New York schools have a major problem: For every terrible teacher who quits or retires, the city also loses one of its very best.

Eleven percent of these “irreplaceables” jump ship every year, according to a report released this week by The New Teacher Project — but only 12 percent of bottom-rung educators do.

Among new recruits, the numbers are even more alarming: Almost half of top-quintile teachers leave within their first five years on the job.

As the group notes, this isn’t merely about test scores: Students with top teachers “are more likely to go to college and earn higher salaries as adults, and they are less likely to become teenage parents.”

So it’s vital that the situation be fixed.

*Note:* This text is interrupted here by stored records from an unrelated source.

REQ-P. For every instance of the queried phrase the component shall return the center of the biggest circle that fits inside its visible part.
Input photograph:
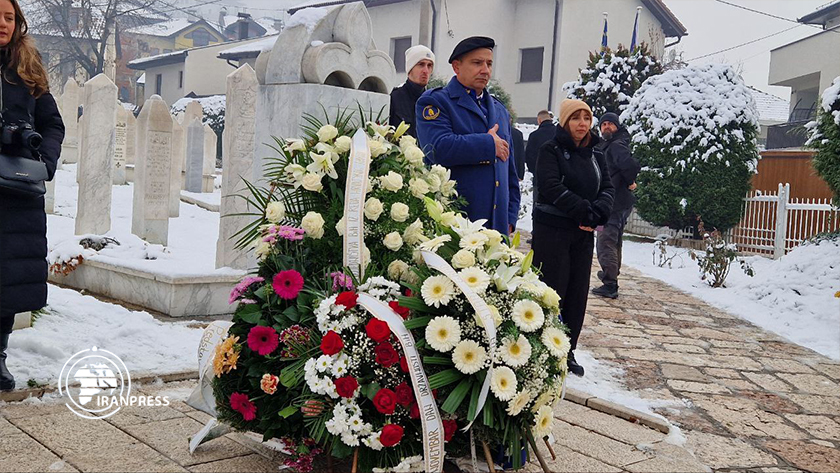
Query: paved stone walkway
(46, 436)
(753, 400)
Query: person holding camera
(32, 132)
(573, 195)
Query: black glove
(581, 210)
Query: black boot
(607, 290)
(7, 381)
(574, 367)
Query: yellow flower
(227, 354)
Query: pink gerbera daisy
(240, 403)
(263, 340)
(287, 284)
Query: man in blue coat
(463, 128)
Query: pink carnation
(287, 284)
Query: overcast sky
(713, 26)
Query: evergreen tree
(694, 132)
(825, 139)
(611, 79)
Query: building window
(530, 66)
(398, 48)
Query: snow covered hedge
(609, 81)
(825, 138)
(694, 131)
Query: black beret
(471, 44)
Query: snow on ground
(192, 236)
(75, 322)
(792, 297)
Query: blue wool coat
(452, 129)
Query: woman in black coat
(23, 222)
(573, 196)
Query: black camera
(20, 133)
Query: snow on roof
(770, 107)
(251, 48)
(164, 28)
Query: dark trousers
(565, 258)
(609, 246)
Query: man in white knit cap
(419, 62)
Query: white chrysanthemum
(528, 315)
(469, 356)
(437, 291)
(503, 383)
(435, 243)
(473, 241)
(443, 333)
(515, 352)
(475, 278)
(556, 341)
(519, 402)
(543, 422)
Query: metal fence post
(781, 221)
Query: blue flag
(635, 28)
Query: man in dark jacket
(420, 63)
(623, 171)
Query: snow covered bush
(825, 138)
(694, 132)
(609, 81)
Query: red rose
(385, 401)
(405, 395)
(378, 330)
(347, 299)
(331, 343)
(386, 355)
(396, 307)
(449, 428)
(391, 435)
(346, 386)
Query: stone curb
(617, 410)
(22, 394)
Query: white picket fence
(772, 224)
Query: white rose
(339, 227)
(414, 156)
(396, 269)
(418, 187)
(392, 241)
(295, 145)
(313, 225)
(342, 144)
(391, 181)
(413, 234)
(463, 259)
(399, 212)
(275, 211)
(373, 208)
(327, 132)
(312, 182)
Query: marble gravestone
(120, 146)
(97, 152)
(152, 172)
(195, 156)
(209, 164)
(178, 151)
(238, 157)
(333, 65)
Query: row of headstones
(165, 155)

Among the report’s recommendations for keeping top teachers: increasing their pay.

Now, the city has doubled teacher salaries in the past decade, with disappointing progress to show for those billions.

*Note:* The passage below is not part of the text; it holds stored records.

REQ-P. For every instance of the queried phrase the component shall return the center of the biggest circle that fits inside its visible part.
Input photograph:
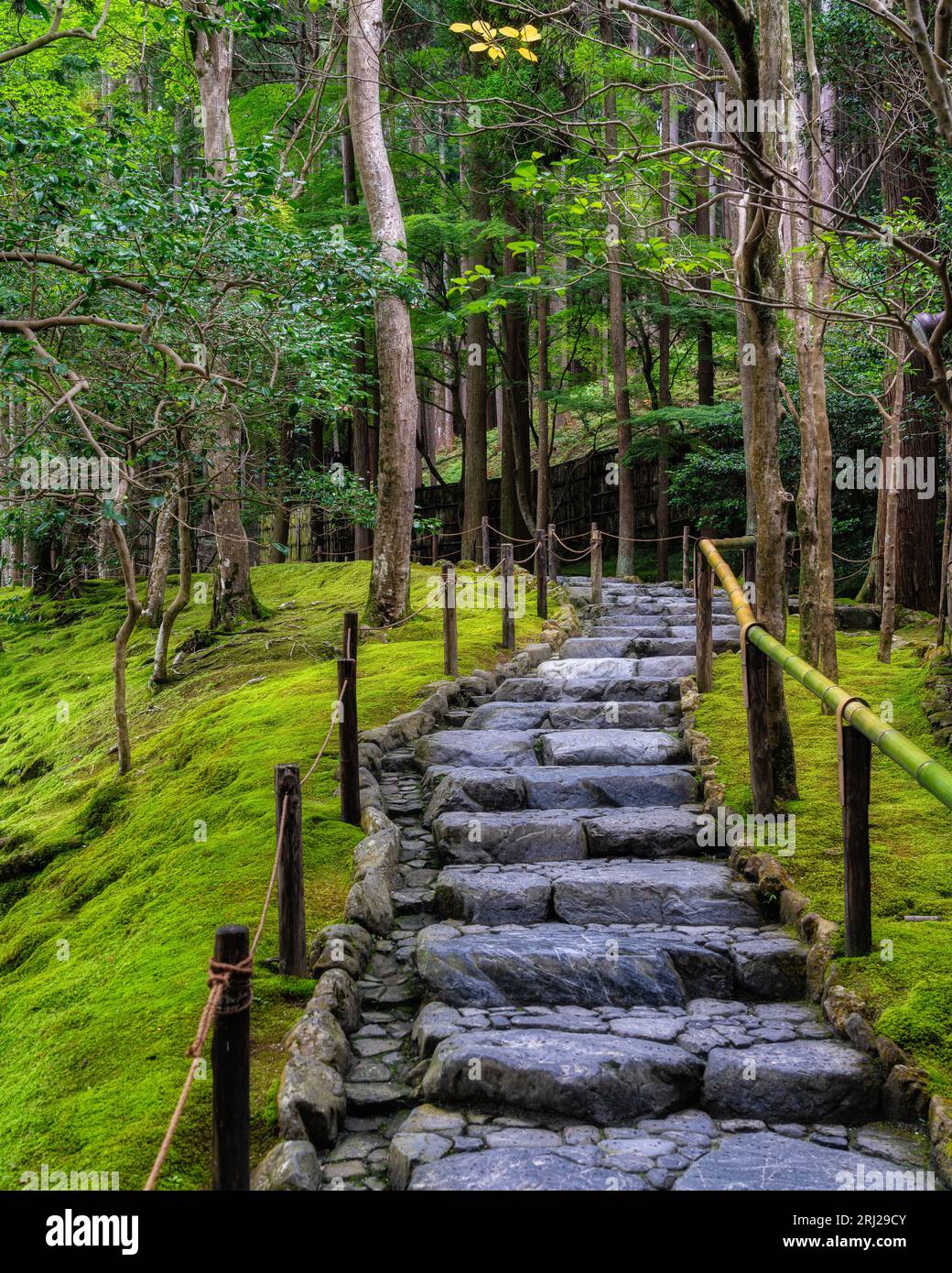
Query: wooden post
(508, 620)
(750, 575)
(292, 955)
(450, 661)
(351, 633)
(854, 753)
(346, 736)
(596, 565)
(755, 701)
(687, 557)
(541, 575)
(704, 604)
(231, 1068)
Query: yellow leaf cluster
(488, 42)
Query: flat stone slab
(525, 835)
(521, 1171)
(557, 787)
(555, 669)
(763, 1161)
(574, 715)
(611, 747)
(699, 1028)
(599, 1077)
(566, 835)
(603, 965)
(797, 1083)
(438, 1148)
(495, 749)
(597, 893)
(659, 832)
(589, 689)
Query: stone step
(700, 1027)
(566, 835)
(587, 689)
(515, 749)
(611, 747)
(557, 669)
(606, 965)
(635, 1064)
(642, 646)
(576, 715)
(461, 789)
(634, 629)
(592, 1077)
(597, 893)
(644, 610)
(684, 1151)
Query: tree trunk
(759, 270)
(476, 485)
(809, 290)
(232, 596)
(160, 561)
(892, 448)
(625, 563)
(212, 59)
(281, 521)
(390, 578)
(159, 675)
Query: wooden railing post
(292, 952)
(507, 577)
(231, 1068)
(348, 730)
(541, 575)
(449, 633)
(704, 604)
(755, 701)
(854, 753)
(596, 565)
(750, 575)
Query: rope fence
(231, 969)
(225, 975)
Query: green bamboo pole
(928, 772)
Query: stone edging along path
(544, 983)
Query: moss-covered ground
(908, 979)
(111, 888)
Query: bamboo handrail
(928, 772)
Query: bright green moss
(103, 947)
(908, 979)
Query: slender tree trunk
(390, 578)
(179, 601)
(759, 271)
(704, 228)
(891, 484)
(625, 563)
(476, 485)
(160, 561)
(809, 290)
(233, 600)
(281, 521)
(515, 326)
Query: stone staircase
(595, 1002)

Money alone isn’t going to fix New York’s woes. The trouble is, the raises have been smeared on good and bad teachers alike. And all attempts to use merit pay to reward and retain good teachers have been thwarted by the teachers union.

But here’s the thing: Merit pay
works, according to a stunning new study of teachers in Chicago-area schools. The report’s authors include former New York City schools official Roland Fryer and “Freakonomics” author Steven Levitt.

True, a traditional merit-pay system employed by the authors — offering teachers an average of $4,000 for improving their students’ scores on tests administered by the academics — showed little promise.

The kids did better, but not by much.

But when the authors gave teachers $4,000 at the beginning of the school year — telling them they’d have to give back some of the cash if their students didn’t hit performance targets — the teachers did something amazing.

They went into overdrive.

It seems that the threat of losing that extra money was enough of an incentive to boost teacher performance and turn mediocre ones into good educators — and good teachers into truly great ones.

Now, the study was small in scope and focused on math tests for K-8 students.

But the United Federation of Teachers, which opposes merit pay, had better take note. It resists bonus pay no matter how well it works; any system that separates the stars from the schmoes is perilous for the union, as it focuses ire on teachers who aren’t up to par and should be dismissed.

But anything that can foster and reward brilliance in the classroom is a worthy endeavor — and this combination of carrots and sticks could be a real winner.